From the time it was first proposed as a concept and a diagnosis, more than 100 years ago, schizophrenia has been linked with dissociation and dissociative disorders in at least three ways: 1) Bleuler conceived of it as a dissociative disorder, whose symptoms were psychologically-driven, 2) Schneider proposed symptoms of schizophrenia which turn out to be more characteristic of the most severe form of dissociative disorder than schizophrenia and 3) voice hearing, common in schizophrenia but also in the general population, appears to be dissociative in nature. These are enigmas because schizophrenia is generally conceived – in the public mind and by biomedical psychiatry – as a genetic, biological disorder – the polar opposite of DID which is caused by severe, often sadistic, childhood abuse (Moskowitz, 2011). But childhood trauma is now recognized to be common in schizophrenia, related to the brain abnormalities seen in this condition, and possibly causative in nature (Fosse et al, 2019).
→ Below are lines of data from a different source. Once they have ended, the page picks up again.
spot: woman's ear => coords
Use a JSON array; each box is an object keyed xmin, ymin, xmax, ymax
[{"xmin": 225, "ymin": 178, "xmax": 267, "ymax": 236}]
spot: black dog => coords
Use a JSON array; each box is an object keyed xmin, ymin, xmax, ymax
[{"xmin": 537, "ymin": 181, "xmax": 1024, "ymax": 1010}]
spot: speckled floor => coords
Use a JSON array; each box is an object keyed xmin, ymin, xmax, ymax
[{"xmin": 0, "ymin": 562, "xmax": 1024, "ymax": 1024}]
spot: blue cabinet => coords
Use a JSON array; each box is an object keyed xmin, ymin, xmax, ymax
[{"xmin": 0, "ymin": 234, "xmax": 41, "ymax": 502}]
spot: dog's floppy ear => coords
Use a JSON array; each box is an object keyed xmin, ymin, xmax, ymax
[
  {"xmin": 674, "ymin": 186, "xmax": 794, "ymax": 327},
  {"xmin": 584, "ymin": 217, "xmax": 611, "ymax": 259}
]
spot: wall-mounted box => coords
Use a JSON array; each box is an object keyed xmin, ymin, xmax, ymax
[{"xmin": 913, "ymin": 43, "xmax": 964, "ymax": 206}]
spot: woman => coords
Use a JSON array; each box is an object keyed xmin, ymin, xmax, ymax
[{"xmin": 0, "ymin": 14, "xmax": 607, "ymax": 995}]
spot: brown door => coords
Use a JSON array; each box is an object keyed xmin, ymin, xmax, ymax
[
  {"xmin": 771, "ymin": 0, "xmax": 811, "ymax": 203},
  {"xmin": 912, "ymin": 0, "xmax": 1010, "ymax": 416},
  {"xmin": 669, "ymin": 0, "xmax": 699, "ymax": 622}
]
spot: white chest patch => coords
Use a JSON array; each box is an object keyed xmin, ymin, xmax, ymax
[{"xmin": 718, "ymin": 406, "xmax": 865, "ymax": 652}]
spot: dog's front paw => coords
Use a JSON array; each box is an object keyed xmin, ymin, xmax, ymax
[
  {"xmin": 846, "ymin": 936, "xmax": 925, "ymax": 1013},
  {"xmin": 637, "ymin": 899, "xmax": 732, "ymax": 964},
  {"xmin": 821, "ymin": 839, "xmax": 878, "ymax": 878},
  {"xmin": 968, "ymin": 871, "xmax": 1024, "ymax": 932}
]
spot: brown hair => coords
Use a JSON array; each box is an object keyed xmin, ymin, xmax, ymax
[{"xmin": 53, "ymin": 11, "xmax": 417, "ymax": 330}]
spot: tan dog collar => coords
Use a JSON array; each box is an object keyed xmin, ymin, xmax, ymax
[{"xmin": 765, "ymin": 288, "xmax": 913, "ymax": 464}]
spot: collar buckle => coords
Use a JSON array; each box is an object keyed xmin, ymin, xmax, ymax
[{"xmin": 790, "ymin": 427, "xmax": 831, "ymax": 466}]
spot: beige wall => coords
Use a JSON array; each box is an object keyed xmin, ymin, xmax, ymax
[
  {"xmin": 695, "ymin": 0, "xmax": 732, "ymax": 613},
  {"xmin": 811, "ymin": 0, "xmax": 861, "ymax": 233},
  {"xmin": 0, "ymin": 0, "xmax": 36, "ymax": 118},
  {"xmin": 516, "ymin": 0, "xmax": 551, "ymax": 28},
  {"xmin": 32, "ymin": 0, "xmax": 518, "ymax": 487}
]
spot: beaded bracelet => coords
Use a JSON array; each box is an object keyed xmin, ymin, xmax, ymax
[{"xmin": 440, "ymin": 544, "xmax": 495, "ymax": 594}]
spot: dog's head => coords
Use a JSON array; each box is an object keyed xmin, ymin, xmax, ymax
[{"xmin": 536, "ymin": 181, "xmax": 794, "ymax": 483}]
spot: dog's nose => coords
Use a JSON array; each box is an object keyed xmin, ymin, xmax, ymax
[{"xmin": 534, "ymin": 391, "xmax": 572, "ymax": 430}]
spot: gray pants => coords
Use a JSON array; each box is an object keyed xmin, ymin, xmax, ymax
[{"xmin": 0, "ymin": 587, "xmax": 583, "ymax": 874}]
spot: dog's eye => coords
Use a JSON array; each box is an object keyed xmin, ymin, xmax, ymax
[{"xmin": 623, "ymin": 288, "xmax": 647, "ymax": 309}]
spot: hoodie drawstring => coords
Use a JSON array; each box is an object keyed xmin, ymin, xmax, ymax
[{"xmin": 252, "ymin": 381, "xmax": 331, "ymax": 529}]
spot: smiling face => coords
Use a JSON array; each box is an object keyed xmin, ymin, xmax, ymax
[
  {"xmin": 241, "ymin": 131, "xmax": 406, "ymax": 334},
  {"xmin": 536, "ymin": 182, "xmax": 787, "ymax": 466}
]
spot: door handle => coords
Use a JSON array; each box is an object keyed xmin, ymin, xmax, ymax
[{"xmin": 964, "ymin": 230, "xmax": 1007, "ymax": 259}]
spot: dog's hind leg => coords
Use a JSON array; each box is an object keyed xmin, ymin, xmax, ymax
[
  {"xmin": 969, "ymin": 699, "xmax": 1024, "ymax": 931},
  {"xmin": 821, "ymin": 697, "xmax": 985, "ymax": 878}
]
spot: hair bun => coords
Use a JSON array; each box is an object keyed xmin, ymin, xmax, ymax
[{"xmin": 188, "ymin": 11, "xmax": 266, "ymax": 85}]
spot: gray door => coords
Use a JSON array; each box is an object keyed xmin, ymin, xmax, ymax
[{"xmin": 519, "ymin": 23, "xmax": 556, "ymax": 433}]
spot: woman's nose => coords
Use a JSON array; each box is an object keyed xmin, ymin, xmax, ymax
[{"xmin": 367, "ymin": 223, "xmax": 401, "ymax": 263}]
Does this mean that schizophrenia really is split mind – a dissociative disorder? Frankly, we don’t know. It certainly is not the same as DID, as any clinician working with these two disorders can tell you. We won’t know what schizophrenia is (or whatever it is called in the future), until we determine what it is not. And that cannot occur until the schizophrenia field starts to recognize the reality of post-traumatic and particularly dissociative disorders and include such groups as comparisons in all studies of schizophrenia, particularly phenomenological and psychotherapy outcome studies. Only then will we know if Jung was right, and the mystery of schizophrenia’s hidden relationship to dissociation solved: 

‘The dissociation in schizophrenia is not only far more serious, but often it is irreversible. The dissociation is no longer fluid and changeable… it is more like a mirror broken into splinters. The unity of the personality which, in the case of hysteria, lends a humanly understandable character to its own secondary personalities is definitely shattered into fragments’ (Carl Jung, 1939, p. 1005).

 

 

Andrew Moskowitz, Ph.D.

Professor of Psychology, Touro College Berlin

Editor, Psychosis, Trauma and Dissociation, 2nd Ed. (Wiley, 2019)

 

NOTES

(1) Notably, the limited research that exists suggests that many persons with DID have been misdiagnosed with schizophrenia, for reasons laid out in this paper.

(2)  Actually, Bleuler already recognized this. In 1905, he said: ‘Independent of the conscious personality, wishes and fears regulate ideas… in a compact complex, whose expressions emerge as hallucinations; these appear to be so… deliberate that they simulate a third person. But it is merely a piece of the split-off personality’ (Bleuler, 1905/1918, p. 279).